National Players’ Animal Farm delivers creative political commentary
Thursday night's performance at Vogel Hall used imaginative set design to drive George Orwell's allegorical story.
What I learned from National Players’ production of Animal Farm, performed at Marcus Center Vogel Hall Thursday night: We’ve all been duped! Corruption is everywhere! Democracy is a lie!
Aside from the mocking commentary on government, there was a harmonica, bucket drumming, and a cappella harmony. The 90-minute performance intertwined Animal Farm’s serious themes on dystopic modern society with the traveling troupe’s super creative juices, with impressive results.
You know the story: The animals at Manor Farm revolt against their piggish (nudge nudge) owner, “Jones.” Man is overthrown and the animals attempt to revolutionize the farm. They draw and adopt resolutions under the simple guideline “four legs good, two legs bad.”
Straight spoken narrative from the actors advanced some of the plot of George Orwell’s famous novella. This helped speed things along; director Jason King Jones did a lovely job of creating fluidity.
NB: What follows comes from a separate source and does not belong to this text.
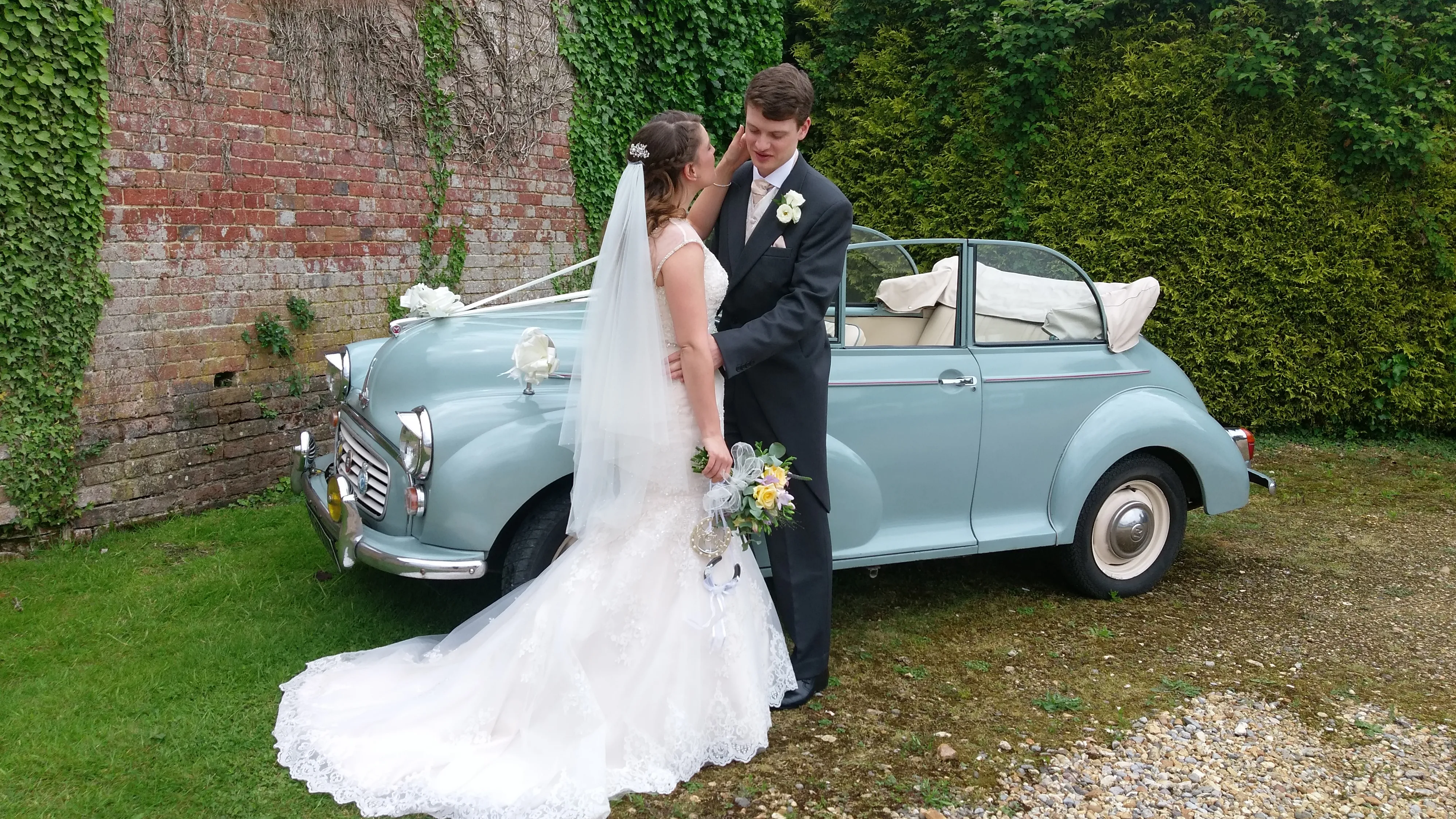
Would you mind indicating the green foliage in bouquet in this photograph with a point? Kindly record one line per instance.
(1304, 246)
(765, 501)
(53, 107)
Entertaining surprises abound. Right out of the gate, the play burst with imagination. Cast member Zach Bryant played guitar, Ian Kramer jammed on harmonica, and metal milk-cans became percussion in folksy, “down on the farm” musical numbers. Major (Dan Hasty) passed along a prophetic dream about an animal uprising. He taught them “Beasts of England,” which becomes the revolution’s anthem.
Predictably, the animal utopia unravels quickly. The pigs — as the smartest creatures, they’re in charge — begin to disagree on new resolutions. Snowball (Matt Lytle) believes building a windmill takes priority, to bring electricity to the farm. Napoleon (Justin Weaks) believes it’s important to educate every animal to read. Napoleon is overruled and animosity fractures the system.
The genius of this staging also comes from an unlikely tool: an old slide projector. The animals would wheel it out, at times referencing their original commandments as things start to seem odd. It serves as a solitary, foreboding light source during tense moments. It created primitive yet ingenious scenery, particularly during The Battle of Cow Shed, when Jones comes back to fight the animals. A rudimentary black and white image of hills and cows and man and action-star bursts tells us everything; simply shaking the projector creates a sense of ruckus.
The cast exuded the dread and misery that should flow through Orwell’s Animal Farm (Ian Wooldridge adapted it for the stage). Napoleon slowly becomes the most awful, misleading ruler ever, and Weaks did a marvelous job of tracking his descent.
Squealor, Napoleon’s trusted partner in crime, came through every so often to remind the disgruntled animals that actually, everything is hunky-dory. Ian Kramer played the role perfectly, citing nonsense statistics and giving “encouraging” pep talks in that obviously-false-but-yeah-you’re-probably-right idiom.
You know how I know this Animal Farm was effective? When it was over, I thought “I’m moving to Canada.”
The National Players, based in the Olney Theater Center, Montgomery County, Maryland, also staged Romeo and Juliet at the Marcus Center, on Friday.